New Horizons has been in hibernation mode for much of its flight. On December 6, 2014, mission controllers woke the craft from its slumber, preparing for its long-awaited encounter with the system of Pluto and its natural satellites. So far, astronomers know of five moons orbiting around the remote body.

New Horizons will begin observations of Pluto and its moons on January 15. As the spacecraft approaches the frozen bodies, observations will become more detailed. By the middle of May, images from the robotic observer are predicted to be more detailed than the best images of the dwarf planet ever taken by the Hubble Space Telescope. New Horizons will make its closest approach to Pluto on July 14, 2015.
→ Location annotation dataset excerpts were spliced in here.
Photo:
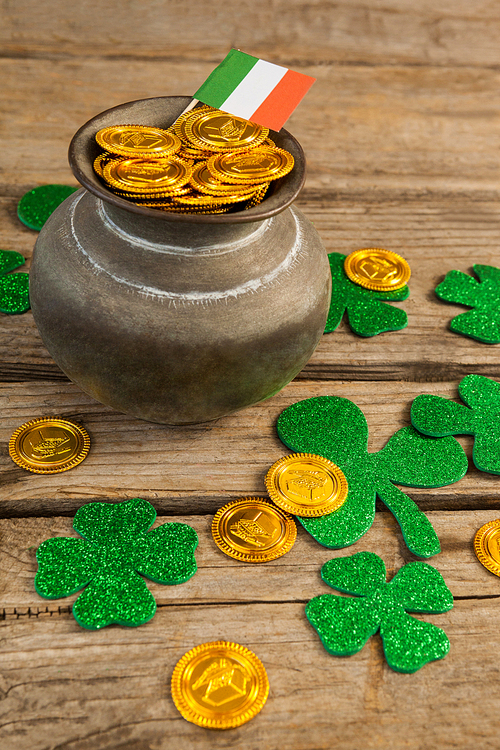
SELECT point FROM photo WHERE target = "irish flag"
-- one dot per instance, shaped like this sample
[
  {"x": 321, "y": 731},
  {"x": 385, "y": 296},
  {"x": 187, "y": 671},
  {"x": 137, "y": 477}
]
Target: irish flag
[{"x": 254, "y": 89}]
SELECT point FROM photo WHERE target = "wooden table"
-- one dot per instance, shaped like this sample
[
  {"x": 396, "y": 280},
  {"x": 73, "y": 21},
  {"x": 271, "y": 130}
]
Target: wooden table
[{"x": 401, "y": 136}]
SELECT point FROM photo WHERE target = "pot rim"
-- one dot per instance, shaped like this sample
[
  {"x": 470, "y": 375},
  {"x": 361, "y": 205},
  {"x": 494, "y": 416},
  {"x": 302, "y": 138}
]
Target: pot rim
[{"x": 83, "y": 149}]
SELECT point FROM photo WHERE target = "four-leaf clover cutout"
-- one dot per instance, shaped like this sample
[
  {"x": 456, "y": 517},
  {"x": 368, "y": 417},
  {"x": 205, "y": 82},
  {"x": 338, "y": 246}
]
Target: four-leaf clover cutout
[
  {"x": 336, "y": 428},
  {"x": 344, "y": 624},
  {"x": 483, "y": 322},
  {"x": 14, "y": 287},
  {"x": 437, "y": 416},
  {"x": 110, "y": 559},
  {"x": 366, "y": 312}
]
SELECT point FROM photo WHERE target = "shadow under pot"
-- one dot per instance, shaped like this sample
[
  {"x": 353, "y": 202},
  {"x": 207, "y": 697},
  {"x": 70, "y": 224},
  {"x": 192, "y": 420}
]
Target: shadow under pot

The Kuiper Belt is one of the last unexplored regions of the Solar System. This feature, along with the similar, but even more distant, Oort Cloud, is believed to be an ultimate source of comets, which race toward the Sun.

"For decades we thought Pluto was this odd little body on the planetary outskirts; now we know it's really a gateway to an entire region of new worlds in the Kuiper Belt, and New Horizons is going to provide the first close-up look at them," Hal Weaver of Johns Hopkins Applied Physics Laboratory said.

The journey to Pluto is the greatest distance NASA has ever covered on the way to a spacecraft's primary target. The vehicle is so far away from the Earth that it takes radio waves, traveling over 186,000 miles a second, four-and-a-half hours to travel between the craft and mission on our planet.

During hibernation, most of the electronics on-board the vehicle were shut down, saving wear and tear on the systems. The vehicle was awakened two to three times a year for course corrections, to gather science data, practice approach procedures, and to calibrate instruments. New Horizons sent a signal, once a week, back to mission controllers, reporting on the condition of the vehicle.

"The final hibernation wake up Dec. 6 signifies the end of an historic cruise across the entirety of our planetary system. We are almost on Pluto's doorstep!" Alan Stern of the Southwest Research Institute, principal investigator on the New Horizons mission, said.